Scaling SOA with Distributed Computing

What Did They Do?

To address this scalability problem, our customer installed a compute grid—in this case, our Digipede Network—behind their services. A compute grid distributes computation across a flexible configuration of computing resources, matching appropriate work with these resources. While there are disagreements about the definition of "grid computing," there are nonetheless several factors fundamental to all flavors of compute grids:

  • Grids are inherently scalable. Resources can be added easily to increase performance.
  • Grids have dynamic capacity. They can be reconfigured to fit the current business need.
  • Grids are robust against computer failure and temporary disconnection.
  • Grids can incorporate both shared and dedicated resources, each configured to process appropriate workloads.
  • Grids provide CPU load balancing.

In addition, individual off-the-shelf grid solutions may provide other capabilities, such as system monitoring and control, distribution of applications and data, standardized management interfaces, and other features. Ideally, your grid solution is also a first-class service in its own right, with your other services composed on top of it.

Recalling the design goals for services in SOAs, you can see that implementing a grid infrastructure behind your service is consistent with the principles of autonomy, independence, and reuse.

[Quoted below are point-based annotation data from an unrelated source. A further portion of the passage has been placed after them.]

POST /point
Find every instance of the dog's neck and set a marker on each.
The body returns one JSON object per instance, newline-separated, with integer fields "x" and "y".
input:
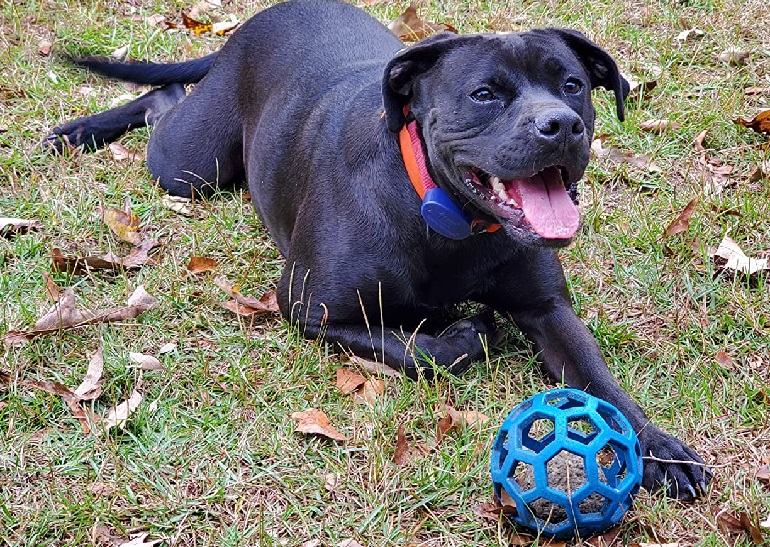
{"x": 438, "y": 209}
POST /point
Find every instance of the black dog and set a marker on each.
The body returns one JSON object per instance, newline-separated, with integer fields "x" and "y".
{"x": 319, "y": 108}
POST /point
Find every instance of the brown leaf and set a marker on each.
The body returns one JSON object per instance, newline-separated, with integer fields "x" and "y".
{"x": 51, "y": 288}
{"x": 368, "y": 393}
{"x": 44, "y": 47}
{"x": 200, "y": 264}
{"x": 267, "y": 304}
{"x": 313, "y": 421}
{"x": 118, "y": 415}
{"x": 374, "y": 367}
{"x": 659, "y": 126}
{"x": 734, "y": 57}
{"x": 409, "y": 27}
{"x": 66, "y": 315}
{"x": 737, "y": 259}
{"x": 763, "y": 474}
{"x": 124, "y": 224}
{"x": 760, "y": 123}
{"x": 196, "y": 26}
{"x": 121, "y": 153}
{"x": 348, "y": 381}
{"x": 401, "y": 456}
{"x": 682, "y": 222}
{"x": 145, "y": 362}
{"x": 91, "y": 386}
{"x": 10, "y": 226}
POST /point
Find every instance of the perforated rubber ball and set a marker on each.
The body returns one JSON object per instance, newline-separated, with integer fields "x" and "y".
{"x": 570, "y": 462}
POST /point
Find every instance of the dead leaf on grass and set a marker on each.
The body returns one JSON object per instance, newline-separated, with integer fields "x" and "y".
{"x": 401, "y": 456}
{"x": 369, "y": 392}
{"x": 44, "y": 47}
{"x": 66, "y": 315}
{"x": 10, "y": 226}
{"x": 123, "y": 223}
{"x": 145, "y": 362}
{"x": 659, "y": 125}
{"x": 737, "y": 259}
{"x": 682, "y": 222}
{"x": 201, "y": 264}
{"x": 640, "y": 161}
{"x": 315, "y": 422}
{"x": 374, "y": 367}
{"x": 91, "y": 386}
{"x": 118, "y": 415}
{"x": 759, "y": 123}
{"x": 348, "y": 380}
{"x": 121, "y": 153}
{"x": 244, "y": 304}
{"x": 409, "y": 27}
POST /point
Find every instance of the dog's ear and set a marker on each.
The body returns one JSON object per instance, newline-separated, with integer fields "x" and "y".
{"x": 408, "y": 64}
{"x": 599, "y": 64}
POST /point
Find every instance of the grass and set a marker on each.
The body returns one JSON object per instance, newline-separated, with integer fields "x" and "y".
{"x": 218, "y": 460}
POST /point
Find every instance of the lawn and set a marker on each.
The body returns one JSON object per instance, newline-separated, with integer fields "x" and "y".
{"x": 211, "y": 454}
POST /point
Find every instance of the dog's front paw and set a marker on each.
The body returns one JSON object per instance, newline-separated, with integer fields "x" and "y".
{"x": 672, "y": 465}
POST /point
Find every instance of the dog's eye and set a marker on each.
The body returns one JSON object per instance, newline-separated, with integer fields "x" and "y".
{"x": 483, "y": 95}
{"x": 573, "y": 86}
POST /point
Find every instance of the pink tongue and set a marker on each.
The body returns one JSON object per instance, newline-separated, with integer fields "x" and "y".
{"x": 547, "y": 205}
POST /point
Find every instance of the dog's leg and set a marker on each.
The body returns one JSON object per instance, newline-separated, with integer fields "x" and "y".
{"x": 93, "y": 132}
{"x": 541, "y": 308}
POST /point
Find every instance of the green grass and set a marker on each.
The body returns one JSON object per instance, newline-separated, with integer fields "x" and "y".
{"x": 218, "y": 461}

System Architecture Before Grid

By the time the customer approached us about using grid technologies behind their SOA, they had already implemented a common pattern like that in Figure 1. Essentially, they had decoupled their systems by moving their analytics behind a web service. This first step had already enabled greater access to the analytics, but it didn't make the analytic service itself scalable. There was no inherent scalability, and typical network load-balancing strategies would not solve the problem of distributing computational load. Their problems were exacerbated because CPU-intensive tasks (both long- and short-running) were crippling the web server. Even the turnaround time for simple noncompute-intensive requests was greatly increased when the system was under load. Such unexpected decreases in quality of service plague many SOA efforts and, unless addressed quickly, can result in a loss of stakeholder confidence in the project.

Figure 1: Original web service.

The customer had already solved one of the thorny issues in SOA—dealing with long-running requests. This issue can be complex because many client applications (and technologies) are not services themselves and not directly addressable in the architecture. As a result, a full-duplex architecture, where the analytics service directly notifies the client application when the result is complete, is often not viable; see the sidebar "Request Duration" for more information.

In the case of our customer, it didn't make sense to implement a full-duplex architecture because of requirements on the client side. Instead, they adopted a more traditional request-and-response pattern—a composite of SOA and client-server practices. This separates the initiation of a service request from a request for the results. When the initial request is made in this case, the service returns a persistent token. In subsequent requests, the client uses this token to check the status or cancel the request. While there is some inefficiency in this approach, it does alleviate web server timeout problems. In addition, this approach supports both classic and AJAX-based browser applications.